Community Research and Development Information Service - CORDIS


GA MOF — Result In Brief

Project ID: 327758
Funded under: FP7-PEOPLE
Country: Germany

Molecular modelling of metal-organic frameworks

To reduce efforts spent on refining the optimal conditions for synthesis of nanoporous metal-organic materials, EU-funded researchers proposed a set of new tools for molecular modelling allowing accurate property predictions.
Molecular modelling of metal-organic frameworks
Consisting of 3D and periodic networks of metals, metal clusters or metal-oxide clusters held together by organic linkers, metal-organic frameworks (MOFs) exhibit a wide variety of unique properties. Not surprisingly, MOFs find applications from gas storage and catalysis to photovoltaic and drug delivery systems.

The range of components available to synthesise such complex structures is, however, is so vast that it is difficult to predict which MOF has the desired properties for specific applications. The use of a generic force field derived for molecules such as proteins and hydrocarbons offers a means of rapidly screening material compositions.

With EU funding, the project GA MOF (An optimised genetic algorithm to computationally predict a metal-organic framework to separate helium from methane) was initiated to improve on the existing universal force field (UFF). The aim was to extend UFF to describe the common MOF motifs accurately and in this way help their rational design.

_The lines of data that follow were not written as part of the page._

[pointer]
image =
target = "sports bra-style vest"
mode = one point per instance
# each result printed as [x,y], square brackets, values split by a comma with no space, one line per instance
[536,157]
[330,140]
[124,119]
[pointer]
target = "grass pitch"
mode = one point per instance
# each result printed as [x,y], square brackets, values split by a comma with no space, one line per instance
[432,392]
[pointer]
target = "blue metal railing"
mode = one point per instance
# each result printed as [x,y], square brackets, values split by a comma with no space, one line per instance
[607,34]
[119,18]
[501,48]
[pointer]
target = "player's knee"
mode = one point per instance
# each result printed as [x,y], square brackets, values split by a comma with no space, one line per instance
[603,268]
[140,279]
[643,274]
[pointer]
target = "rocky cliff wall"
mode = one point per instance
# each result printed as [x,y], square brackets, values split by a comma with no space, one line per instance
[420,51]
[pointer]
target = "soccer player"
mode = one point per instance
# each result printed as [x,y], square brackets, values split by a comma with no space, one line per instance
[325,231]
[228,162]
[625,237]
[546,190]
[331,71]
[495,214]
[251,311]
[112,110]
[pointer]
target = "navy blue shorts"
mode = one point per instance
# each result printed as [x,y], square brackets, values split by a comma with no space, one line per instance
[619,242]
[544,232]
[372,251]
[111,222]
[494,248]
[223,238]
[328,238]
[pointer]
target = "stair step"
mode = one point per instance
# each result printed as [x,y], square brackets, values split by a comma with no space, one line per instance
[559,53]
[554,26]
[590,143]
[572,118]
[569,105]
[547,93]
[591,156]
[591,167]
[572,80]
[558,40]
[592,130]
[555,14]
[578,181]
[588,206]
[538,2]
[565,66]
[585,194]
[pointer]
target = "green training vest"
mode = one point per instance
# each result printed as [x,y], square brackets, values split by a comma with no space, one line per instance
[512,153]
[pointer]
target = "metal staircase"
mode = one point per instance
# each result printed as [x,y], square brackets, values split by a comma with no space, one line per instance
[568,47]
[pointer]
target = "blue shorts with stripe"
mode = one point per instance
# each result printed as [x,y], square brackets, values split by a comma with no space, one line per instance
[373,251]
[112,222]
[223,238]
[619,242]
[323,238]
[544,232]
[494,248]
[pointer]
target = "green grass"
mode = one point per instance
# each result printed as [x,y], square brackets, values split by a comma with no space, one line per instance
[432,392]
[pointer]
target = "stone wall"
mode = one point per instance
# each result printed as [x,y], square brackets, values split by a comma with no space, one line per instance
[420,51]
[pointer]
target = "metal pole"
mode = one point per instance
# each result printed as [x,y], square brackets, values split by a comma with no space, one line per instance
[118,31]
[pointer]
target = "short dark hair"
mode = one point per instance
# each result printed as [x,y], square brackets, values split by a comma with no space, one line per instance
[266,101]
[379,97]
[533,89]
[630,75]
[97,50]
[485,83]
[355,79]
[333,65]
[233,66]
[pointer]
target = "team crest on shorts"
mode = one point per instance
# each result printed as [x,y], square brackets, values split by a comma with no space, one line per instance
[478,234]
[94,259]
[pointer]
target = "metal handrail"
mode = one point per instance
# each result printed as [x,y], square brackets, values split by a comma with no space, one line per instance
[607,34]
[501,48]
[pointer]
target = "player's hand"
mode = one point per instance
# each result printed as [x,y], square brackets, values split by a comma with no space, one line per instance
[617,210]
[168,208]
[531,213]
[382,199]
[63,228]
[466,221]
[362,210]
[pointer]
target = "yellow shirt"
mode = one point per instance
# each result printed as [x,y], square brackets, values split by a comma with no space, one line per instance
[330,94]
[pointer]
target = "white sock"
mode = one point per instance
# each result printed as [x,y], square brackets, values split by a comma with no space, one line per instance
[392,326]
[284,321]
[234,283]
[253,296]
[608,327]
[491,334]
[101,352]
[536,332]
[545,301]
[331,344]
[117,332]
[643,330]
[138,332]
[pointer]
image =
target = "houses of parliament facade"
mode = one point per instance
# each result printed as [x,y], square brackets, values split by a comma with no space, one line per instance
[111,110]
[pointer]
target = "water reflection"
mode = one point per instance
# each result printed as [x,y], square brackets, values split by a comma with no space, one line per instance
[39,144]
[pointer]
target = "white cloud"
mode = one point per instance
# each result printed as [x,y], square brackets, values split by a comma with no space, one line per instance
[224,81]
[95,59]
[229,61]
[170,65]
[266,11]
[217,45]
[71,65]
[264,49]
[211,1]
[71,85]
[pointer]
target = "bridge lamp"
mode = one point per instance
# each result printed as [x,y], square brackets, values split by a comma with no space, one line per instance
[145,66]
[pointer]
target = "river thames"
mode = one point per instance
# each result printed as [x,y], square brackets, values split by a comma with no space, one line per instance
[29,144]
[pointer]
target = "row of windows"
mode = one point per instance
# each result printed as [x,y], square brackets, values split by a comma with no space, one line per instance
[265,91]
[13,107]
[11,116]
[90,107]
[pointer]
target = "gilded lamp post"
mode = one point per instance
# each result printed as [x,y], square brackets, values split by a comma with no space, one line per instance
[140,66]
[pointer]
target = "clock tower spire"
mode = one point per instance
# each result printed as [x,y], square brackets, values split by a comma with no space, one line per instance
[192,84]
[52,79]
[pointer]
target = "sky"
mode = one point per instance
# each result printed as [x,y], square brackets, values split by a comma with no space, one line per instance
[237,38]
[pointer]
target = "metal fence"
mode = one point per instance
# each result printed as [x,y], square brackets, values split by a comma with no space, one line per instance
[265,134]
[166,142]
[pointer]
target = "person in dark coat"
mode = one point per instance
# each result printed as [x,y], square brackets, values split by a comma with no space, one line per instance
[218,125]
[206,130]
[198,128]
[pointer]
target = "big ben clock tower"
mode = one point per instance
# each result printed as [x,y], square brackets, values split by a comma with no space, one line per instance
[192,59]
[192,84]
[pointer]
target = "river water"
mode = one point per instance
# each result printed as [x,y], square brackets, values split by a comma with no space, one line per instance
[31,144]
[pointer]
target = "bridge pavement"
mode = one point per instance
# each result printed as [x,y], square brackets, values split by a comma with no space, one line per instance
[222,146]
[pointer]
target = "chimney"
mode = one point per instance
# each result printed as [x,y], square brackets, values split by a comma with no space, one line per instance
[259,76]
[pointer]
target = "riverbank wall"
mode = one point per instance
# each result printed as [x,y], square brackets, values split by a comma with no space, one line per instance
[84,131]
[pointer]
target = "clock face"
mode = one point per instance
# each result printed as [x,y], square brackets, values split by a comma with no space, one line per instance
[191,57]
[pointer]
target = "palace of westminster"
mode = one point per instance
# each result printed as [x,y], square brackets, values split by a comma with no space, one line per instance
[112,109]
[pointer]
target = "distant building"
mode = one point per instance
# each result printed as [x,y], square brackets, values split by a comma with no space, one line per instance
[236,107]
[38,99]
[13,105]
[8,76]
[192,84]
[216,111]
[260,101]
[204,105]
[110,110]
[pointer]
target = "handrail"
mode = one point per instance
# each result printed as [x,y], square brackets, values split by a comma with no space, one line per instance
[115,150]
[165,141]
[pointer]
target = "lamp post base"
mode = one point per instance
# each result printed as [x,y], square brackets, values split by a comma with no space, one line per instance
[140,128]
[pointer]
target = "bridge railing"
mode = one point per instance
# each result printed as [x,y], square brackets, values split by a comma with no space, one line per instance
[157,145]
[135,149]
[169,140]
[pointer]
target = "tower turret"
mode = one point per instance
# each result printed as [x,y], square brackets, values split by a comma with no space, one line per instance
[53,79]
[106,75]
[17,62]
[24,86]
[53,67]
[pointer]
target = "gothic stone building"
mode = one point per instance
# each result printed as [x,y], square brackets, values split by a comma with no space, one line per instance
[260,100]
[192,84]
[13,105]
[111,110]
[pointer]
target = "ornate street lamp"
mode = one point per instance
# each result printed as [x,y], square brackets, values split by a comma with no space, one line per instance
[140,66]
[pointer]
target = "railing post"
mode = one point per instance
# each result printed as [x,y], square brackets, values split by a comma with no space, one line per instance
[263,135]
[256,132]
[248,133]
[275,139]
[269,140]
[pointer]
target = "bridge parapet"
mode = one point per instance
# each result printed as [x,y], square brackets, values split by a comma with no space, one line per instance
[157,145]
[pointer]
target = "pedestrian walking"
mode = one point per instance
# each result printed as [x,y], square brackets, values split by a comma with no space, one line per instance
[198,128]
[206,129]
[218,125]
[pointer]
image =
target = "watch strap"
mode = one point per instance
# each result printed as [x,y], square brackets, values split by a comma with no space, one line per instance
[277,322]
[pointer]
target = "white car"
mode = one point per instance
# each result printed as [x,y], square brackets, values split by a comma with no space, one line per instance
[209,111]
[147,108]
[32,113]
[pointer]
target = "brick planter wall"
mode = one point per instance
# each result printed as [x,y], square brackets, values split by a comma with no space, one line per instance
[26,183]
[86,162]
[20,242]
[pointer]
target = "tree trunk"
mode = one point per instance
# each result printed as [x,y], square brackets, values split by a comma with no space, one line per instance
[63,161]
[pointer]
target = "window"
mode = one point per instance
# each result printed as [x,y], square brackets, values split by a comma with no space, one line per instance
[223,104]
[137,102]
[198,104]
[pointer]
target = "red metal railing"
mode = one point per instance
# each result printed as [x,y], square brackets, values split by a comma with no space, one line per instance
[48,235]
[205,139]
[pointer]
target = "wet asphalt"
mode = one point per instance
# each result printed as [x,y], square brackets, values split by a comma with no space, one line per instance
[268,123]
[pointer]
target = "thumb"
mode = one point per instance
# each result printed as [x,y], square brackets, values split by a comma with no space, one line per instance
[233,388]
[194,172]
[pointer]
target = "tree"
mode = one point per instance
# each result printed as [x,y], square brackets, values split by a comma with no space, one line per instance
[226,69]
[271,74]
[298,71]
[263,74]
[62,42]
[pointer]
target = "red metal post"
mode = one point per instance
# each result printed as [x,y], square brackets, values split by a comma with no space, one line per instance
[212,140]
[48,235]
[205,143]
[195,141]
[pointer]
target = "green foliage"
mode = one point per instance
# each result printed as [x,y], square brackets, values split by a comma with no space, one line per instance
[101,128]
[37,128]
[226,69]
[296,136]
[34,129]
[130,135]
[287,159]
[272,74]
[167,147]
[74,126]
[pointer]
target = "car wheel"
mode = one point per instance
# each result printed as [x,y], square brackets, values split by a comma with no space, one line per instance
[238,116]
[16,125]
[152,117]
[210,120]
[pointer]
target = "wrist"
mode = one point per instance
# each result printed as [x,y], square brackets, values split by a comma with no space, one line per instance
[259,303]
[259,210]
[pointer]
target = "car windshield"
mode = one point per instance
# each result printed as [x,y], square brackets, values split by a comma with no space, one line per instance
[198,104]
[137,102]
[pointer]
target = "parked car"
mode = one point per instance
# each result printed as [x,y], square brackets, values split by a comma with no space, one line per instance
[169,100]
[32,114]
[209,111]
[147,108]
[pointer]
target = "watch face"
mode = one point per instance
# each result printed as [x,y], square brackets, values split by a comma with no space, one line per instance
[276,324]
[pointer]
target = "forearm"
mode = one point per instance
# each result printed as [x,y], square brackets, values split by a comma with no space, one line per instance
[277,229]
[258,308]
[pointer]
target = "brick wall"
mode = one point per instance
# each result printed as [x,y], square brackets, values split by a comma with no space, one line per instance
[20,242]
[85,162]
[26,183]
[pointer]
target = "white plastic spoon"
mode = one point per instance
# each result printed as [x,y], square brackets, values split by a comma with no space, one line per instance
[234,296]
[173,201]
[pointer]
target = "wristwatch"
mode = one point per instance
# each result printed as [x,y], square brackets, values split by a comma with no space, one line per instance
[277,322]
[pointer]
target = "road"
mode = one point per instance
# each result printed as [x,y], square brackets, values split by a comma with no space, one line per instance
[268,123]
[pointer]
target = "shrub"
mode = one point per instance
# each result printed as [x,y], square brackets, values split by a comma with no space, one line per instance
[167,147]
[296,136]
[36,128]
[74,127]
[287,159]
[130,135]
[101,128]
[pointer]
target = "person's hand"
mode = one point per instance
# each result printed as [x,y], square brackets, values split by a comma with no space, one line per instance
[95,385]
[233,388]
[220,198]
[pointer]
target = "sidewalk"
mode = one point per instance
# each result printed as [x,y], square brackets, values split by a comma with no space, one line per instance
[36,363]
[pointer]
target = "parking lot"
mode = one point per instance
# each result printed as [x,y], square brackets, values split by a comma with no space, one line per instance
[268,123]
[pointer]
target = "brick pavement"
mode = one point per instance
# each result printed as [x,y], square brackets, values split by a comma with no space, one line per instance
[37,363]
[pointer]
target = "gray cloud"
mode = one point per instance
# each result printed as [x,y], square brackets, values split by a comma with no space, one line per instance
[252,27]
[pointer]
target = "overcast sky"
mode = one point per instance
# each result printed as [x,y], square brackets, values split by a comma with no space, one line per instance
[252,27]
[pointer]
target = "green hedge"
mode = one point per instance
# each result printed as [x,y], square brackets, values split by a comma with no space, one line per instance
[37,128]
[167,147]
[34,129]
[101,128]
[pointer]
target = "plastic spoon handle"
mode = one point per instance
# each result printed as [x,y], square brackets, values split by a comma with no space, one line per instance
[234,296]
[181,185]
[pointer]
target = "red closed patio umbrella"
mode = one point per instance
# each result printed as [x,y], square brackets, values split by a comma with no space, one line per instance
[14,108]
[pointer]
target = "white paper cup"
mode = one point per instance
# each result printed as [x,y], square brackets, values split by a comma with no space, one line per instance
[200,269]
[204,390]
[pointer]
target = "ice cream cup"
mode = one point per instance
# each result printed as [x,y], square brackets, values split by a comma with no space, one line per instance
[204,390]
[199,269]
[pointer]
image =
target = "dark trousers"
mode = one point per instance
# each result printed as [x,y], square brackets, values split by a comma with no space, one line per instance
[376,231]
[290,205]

GA MOF scientists extended the original UFF parameter set to include transition metal elements Zn, Cu, Ni, Co, Fe, Mn, Cr, V, Ti, Sc, and Al. The reference geometries used in deriving the force field parameters of the new atom types as they appear in inorganic metal clusters were obtained from experimental data or density functional theory calculations.

The new force field has been named UFF4MOF and is linked with the Automated Topological Generator for Framework Structures (Autografs) for building MOF structures from arbitrary building blocks. By the end of the GA MOF project, the Autografs database included 68 different topologies, 28 connectors and 83 linkers. Together with information on molecular building blocks extracted from common MOFs, over 10 000 distinct framework structures can be constructed.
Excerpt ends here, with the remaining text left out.